Google Gemini’s AI Image Generator Accused of Being ‘Anti-White’

Google Gemini bias
Screenshots from Gemini shared by a former Google employee.

Google has said it will endeavor to fix the AI Image Generator on Gemini (formerly Bard) after it was criticized for “erasing white people.”

“We are aware that Gemini is offering inaccuracies in some historical image generation depictions, and we are working to fix this immediately,” Jack Krawczyk, senior director for Gemini Expereinces, wrote on X (formerly Twitter) yesterday.

The problem was flagged on X after people began posting viral tweets such as, “It’s embarrassingly hard to get Google Gemini to acknowledge that white people exist.” They shared screenshots from Gemini with AI image results from a prompt requesting an image of an Australian woman which returned all non-white faces — despite Australia being roughly 90 percent white. The same was true for the United States, the United Kingdom, and Germany.
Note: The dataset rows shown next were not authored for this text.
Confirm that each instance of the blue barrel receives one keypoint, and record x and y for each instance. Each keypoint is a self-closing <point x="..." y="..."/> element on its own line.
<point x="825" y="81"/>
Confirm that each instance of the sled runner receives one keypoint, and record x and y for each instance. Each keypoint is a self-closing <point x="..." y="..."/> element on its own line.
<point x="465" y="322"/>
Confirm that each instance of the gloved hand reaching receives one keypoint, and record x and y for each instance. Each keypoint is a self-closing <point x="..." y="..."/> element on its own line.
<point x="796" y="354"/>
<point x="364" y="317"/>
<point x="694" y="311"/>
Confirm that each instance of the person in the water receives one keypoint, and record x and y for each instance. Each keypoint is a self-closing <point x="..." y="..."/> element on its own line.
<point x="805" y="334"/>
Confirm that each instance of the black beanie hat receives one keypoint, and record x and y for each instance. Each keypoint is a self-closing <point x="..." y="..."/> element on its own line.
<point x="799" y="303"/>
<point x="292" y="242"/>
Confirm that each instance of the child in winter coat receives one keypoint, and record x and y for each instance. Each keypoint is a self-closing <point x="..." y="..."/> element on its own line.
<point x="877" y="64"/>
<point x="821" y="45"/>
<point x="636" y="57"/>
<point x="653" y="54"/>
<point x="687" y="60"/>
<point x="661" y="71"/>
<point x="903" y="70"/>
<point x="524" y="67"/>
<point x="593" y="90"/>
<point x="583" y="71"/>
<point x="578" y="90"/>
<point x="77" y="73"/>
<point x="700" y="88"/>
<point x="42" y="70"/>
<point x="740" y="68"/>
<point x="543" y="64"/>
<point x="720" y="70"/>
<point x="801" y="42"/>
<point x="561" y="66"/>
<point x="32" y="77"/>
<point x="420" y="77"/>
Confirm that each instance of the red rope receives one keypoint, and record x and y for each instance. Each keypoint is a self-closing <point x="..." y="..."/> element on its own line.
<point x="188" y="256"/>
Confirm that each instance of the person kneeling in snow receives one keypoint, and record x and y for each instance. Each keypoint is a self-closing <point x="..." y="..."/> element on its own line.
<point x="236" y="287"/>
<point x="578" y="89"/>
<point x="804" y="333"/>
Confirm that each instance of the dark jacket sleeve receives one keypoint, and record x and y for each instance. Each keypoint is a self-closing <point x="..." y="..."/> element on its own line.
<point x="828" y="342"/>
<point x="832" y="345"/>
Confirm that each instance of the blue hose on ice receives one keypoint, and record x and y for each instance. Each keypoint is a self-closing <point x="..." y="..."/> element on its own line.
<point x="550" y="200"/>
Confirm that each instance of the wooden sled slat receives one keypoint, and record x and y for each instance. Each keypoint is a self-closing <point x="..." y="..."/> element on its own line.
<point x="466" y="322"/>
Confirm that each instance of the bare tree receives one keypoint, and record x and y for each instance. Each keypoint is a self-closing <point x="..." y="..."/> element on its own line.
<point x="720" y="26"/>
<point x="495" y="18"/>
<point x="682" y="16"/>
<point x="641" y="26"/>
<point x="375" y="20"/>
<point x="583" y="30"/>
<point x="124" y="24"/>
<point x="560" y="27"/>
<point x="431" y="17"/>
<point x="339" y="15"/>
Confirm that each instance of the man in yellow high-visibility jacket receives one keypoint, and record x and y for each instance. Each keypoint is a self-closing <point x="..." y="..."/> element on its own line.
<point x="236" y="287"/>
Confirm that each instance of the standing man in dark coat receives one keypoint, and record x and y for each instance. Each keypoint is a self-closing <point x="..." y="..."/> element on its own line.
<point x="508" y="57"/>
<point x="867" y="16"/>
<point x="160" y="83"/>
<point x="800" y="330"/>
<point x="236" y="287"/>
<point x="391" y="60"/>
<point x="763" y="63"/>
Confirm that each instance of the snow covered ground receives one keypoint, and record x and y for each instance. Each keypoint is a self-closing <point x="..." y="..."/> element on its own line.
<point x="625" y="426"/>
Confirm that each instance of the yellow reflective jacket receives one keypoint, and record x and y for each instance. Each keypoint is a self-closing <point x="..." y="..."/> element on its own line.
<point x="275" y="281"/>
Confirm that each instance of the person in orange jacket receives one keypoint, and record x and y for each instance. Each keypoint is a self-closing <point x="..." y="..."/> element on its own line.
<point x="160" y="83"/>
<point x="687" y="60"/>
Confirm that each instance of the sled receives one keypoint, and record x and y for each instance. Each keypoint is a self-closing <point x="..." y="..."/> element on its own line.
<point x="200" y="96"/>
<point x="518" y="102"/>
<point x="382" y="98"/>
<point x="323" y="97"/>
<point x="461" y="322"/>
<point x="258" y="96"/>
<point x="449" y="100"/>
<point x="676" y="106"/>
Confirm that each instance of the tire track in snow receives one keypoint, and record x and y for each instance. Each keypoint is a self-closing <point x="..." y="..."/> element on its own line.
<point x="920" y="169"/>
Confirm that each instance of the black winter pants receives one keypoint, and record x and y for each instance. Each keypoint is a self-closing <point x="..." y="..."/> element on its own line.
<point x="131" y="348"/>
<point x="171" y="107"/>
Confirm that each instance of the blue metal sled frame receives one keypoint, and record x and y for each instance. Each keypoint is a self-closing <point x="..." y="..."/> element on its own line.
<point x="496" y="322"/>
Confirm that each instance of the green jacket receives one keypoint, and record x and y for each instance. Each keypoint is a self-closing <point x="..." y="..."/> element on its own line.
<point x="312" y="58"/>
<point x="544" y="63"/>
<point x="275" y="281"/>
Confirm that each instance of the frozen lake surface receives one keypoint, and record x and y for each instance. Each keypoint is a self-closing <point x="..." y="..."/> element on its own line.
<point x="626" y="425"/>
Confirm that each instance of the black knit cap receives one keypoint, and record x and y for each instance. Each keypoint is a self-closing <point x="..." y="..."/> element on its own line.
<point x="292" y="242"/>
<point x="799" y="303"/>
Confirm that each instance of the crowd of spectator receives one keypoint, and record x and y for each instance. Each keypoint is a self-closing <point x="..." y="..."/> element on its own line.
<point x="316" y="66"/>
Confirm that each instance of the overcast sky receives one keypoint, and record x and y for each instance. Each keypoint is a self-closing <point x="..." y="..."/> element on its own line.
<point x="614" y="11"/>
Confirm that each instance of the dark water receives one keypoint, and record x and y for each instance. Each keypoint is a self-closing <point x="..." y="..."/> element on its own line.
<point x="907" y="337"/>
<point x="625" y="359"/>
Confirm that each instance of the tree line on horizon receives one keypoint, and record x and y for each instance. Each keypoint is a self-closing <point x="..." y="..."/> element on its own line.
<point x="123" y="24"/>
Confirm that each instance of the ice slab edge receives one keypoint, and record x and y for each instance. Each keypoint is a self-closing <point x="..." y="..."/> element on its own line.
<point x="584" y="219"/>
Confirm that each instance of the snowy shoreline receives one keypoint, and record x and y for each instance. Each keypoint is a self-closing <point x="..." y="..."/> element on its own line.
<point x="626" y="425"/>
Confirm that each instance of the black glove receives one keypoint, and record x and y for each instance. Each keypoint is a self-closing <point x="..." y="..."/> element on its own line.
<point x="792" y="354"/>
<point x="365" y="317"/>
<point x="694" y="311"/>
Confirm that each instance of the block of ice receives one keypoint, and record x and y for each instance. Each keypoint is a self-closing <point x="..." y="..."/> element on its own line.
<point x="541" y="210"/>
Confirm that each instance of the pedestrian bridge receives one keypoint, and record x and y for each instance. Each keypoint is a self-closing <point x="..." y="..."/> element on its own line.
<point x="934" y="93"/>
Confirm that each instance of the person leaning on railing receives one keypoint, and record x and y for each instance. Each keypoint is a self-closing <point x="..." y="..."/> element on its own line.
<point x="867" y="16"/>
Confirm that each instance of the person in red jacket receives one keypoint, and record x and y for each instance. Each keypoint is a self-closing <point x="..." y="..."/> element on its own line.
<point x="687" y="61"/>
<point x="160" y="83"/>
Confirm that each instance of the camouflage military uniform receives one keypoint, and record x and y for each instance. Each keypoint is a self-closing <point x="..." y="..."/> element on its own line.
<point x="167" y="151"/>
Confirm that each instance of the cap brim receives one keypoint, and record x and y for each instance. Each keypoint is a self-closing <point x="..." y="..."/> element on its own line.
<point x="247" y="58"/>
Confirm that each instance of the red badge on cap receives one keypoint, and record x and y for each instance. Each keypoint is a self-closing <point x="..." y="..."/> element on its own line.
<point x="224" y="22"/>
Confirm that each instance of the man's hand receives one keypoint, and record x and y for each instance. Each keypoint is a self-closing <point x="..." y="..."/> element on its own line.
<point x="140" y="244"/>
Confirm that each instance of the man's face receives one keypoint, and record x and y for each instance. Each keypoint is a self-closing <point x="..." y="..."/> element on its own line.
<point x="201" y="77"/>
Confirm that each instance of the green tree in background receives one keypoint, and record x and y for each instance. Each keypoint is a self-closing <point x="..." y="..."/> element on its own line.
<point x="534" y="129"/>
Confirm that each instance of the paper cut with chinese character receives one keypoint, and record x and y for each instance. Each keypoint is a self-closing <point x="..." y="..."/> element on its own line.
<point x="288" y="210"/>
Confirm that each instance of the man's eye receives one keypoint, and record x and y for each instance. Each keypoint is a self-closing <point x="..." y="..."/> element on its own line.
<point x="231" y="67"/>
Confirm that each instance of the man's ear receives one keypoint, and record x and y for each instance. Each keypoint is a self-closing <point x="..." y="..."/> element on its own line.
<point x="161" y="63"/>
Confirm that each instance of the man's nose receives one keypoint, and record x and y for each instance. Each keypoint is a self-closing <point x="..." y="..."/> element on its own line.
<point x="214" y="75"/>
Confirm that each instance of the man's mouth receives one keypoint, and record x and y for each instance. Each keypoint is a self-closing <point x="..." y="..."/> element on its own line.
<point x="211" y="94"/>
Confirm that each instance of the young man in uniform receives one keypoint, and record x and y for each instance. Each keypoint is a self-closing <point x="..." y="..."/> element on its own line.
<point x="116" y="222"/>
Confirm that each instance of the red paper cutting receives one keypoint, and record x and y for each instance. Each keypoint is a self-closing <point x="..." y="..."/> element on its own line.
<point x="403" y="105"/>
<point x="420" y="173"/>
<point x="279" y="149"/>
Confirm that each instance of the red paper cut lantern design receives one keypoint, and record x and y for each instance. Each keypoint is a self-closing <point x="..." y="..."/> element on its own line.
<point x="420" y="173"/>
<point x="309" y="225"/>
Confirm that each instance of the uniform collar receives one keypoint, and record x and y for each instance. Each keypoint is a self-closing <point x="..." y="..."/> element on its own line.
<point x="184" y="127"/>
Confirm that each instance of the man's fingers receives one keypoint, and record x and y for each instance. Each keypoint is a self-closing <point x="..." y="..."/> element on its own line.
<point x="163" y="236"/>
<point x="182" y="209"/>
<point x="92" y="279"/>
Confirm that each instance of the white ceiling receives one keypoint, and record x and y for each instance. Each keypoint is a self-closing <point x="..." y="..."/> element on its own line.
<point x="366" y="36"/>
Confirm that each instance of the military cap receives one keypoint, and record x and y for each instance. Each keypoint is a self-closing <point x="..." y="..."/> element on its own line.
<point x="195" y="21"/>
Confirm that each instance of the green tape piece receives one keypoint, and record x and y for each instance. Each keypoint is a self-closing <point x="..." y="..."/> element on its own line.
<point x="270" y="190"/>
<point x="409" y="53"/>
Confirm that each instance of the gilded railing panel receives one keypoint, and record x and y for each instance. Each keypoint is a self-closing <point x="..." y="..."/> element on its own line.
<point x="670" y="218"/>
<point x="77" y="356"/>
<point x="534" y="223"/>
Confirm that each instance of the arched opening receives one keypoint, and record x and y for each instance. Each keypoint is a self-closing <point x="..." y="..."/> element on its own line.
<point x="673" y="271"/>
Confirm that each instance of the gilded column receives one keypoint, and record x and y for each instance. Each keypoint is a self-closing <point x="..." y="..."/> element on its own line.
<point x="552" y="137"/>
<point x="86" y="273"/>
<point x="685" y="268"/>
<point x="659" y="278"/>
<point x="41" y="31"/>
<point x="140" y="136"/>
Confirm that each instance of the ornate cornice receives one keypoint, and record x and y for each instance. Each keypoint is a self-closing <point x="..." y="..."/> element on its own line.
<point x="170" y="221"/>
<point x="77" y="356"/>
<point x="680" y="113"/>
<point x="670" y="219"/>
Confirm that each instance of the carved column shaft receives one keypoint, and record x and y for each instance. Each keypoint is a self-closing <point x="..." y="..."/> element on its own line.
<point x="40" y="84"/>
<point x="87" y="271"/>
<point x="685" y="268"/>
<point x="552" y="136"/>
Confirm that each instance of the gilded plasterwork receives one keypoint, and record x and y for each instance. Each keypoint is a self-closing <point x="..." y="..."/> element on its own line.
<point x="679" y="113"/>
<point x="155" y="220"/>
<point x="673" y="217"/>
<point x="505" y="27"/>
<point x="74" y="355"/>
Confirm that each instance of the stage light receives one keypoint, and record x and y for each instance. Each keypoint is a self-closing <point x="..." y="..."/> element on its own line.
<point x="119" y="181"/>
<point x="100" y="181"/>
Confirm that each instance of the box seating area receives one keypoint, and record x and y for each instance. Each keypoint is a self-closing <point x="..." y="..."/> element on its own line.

Another user shared a request of them asking for an image of a pope which again didn’t return any white faces. There have been North African popes in the past but they are a tiny minority in the papacy’s 2,000-year history.

Historical imagery generated from Gemini was roundly criticized after requests for a picture of a “1943 German soldier”, aka a Nazi, also returned images of diverse faces.

“As part of our AI principles, we design our image generation capabilities to reflect our global user base, and we take representation and bias seriously,” writes Krawczyk. “Historical contexts have more nuance to them and we will further tune to accommodate that.”

PetaPixel tried numerous requests yesterday (seen below) and white folk were few and far between. Trying again this morning (February 22) and Google appears to have blocked all requests for images of people.

AI and Bias

Artificial intelligence has long been accused of bias, but usually for ignoring non-white folk. Google may have overcorrected on this issue.

The AI image generator on Gemini is powered by Google’s Imagen 2 which has not had as much exposure as more established models such as DALL-E and Midjourney.